For the vast majority of people, the No. 1 argument they're given against getting tattoos when they're younger is that it will be limiting or damaging to career prospects down the road. Whether or not Mom and Dad were right, the fact remains that in most professional circles, visible tattoos remain something of an oddity, if not an outright no-no.
Fortunately for those who are inclined toward ink, tattoos in the workplace aren't completely verboten anymore. Varying industries and even individual companies have begun slackening up on their tattoo policies, going easy on body art or even embracing it altogether. Of course, that doesn't mean you should run to the tattoo parlor right away. While some industries are easing up on tattooing, there's still quite a ways to go before body art fully reconciles with the board room.
The current tattoo performance evaluation
Tattooing's relationship with the workplace in general terms is probably best described today as tenuous. As The Economist reported, many employers are still wary when it comes to inked staff members, and it seems some even harbor potentially hidden prejudices. According to the source, employers who were asked to rank hiring potential for candidates based on their photos consistently ranked those with visible tattoos – especially on their necks and hands – lower than those with virgin skin, even when qualifications among the candidates were the same. This trend is particularly prevalent in service industries, especially positions in which employees would be interacting directly with customers.
A study conducted by U.K. researcher Dr. Andrew R. Timming further corroborated this, finding that most managers revealed a bias against visible tattoos in job applicants. However, it should be noted that not all tattoos received equal discrimination – Timming said that symbols such as flowers and butterflies were much more widely accepted than other designs. Interestingly, military tattoos were also regarded by survey respondents as acceptable, seen by many as a badge of honor.
Finding a home in certain sectors
Despite the general reluctant acceptance of tattoos in the workplace, some industries have opened up in recent years to embracing their employees' body art. Of course, tattoos are far from achieving universal acceptance in employment situations, but change is definitely happening. As you might expect, attitudes vary widely depending not just on field or position, but also geographic location as well.

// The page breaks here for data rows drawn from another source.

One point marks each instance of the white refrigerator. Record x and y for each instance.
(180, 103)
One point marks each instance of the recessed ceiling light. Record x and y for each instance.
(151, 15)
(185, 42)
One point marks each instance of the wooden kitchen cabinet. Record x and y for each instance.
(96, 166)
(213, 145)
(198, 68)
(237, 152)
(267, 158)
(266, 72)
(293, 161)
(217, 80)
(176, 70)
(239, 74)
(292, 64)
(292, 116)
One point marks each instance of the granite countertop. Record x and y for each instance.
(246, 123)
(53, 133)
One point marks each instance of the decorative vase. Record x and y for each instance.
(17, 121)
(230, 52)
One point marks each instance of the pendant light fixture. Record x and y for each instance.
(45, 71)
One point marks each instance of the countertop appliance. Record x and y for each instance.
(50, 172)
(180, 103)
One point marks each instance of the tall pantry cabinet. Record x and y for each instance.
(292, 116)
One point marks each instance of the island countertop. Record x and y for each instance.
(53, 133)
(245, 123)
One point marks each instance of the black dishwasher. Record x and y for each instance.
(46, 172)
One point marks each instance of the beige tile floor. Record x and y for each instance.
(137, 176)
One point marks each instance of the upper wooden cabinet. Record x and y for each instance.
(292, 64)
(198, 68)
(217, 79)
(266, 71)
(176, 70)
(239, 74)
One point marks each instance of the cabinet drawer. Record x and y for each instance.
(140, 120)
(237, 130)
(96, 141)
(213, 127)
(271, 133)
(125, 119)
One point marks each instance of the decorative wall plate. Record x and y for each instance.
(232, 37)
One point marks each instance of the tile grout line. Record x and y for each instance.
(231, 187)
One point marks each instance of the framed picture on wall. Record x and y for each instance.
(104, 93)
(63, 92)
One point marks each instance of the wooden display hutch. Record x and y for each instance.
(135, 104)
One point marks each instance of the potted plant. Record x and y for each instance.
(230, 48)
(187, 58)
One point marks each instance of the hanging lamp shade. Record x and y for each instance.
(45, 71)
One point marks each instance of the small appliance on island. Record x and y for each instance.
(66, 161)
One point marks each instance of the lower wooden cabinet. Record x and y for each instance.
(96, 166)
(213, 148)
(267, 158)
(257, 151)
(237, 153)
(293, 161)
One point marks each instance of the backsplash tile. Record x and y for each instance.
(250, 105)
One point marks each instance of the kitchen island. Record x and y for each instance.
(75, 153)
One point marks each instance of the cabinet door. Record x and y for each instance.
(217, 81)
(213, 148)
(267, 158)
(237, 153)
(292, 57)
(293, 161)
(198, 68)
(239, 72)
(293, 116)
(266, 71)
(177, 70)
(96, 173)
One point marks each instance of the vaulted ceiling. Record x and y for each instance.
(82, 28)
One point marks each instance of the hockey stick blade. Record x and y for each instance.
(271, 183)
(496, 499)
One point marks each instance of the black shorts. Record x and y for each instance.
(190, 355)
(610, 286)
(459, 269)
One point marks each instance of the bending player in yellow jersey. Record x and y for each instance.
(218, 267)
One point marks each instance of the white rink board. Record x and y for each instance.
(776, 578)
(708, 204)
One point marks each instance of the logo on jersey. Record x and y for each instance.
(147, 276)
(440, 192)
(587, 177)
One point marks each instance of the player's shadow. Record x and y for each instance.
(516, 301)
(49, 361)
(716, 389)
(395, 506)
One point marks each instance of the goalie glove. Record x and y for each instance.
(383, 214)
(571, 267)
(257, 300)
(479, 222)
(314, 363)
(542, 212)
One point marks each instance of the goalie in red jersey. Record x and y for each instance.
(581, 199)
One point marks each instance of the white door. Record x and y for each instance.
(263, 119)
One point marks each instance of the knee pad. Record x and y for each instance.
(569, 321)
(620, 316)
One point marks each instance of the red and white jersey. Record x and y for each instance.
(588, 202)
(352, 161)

As USA Today noted, Vermont is famously very accepting of visible tattoos, even in many business environments.
And some entrepreneurs have even begun using their employees' ink as a positive force for business. According to AL.com, Mobile, Alabama, is something of a tattoo hotspot in the southern U.S., and the restaurant and cafe industry has jumped on the bandwagon. As the source noted, eatery owners are embracing the area's vibrant tattoo culture as a means of establishing and expressing a culture and personality for various restaurants. Short of professional tattoo regret, these future-looking business owners are instead serving up a portion of workplace harmony. Even coffee mogul Starbucks, known for its rigid policies regarding tattoos and piercings, is considering lifting its ban on visible tattoos, according to San Francisco publication SFGate.
Change is slow
While there have been steps made in recent years toward integrating body art into the workplace, in may fields, older attitudes still prevail. For example, The Daily News reported that one woman looking to start a career as a probation officer was undergoing a series of tattoo removal procedures to prepare for her new field. While not a requirement from any prospective employers, the source noted that the woman was motivated more by a desire to present a more professional image to clients and children – demonstrating the difficulty the U.S. workplace is having with tattoo culture.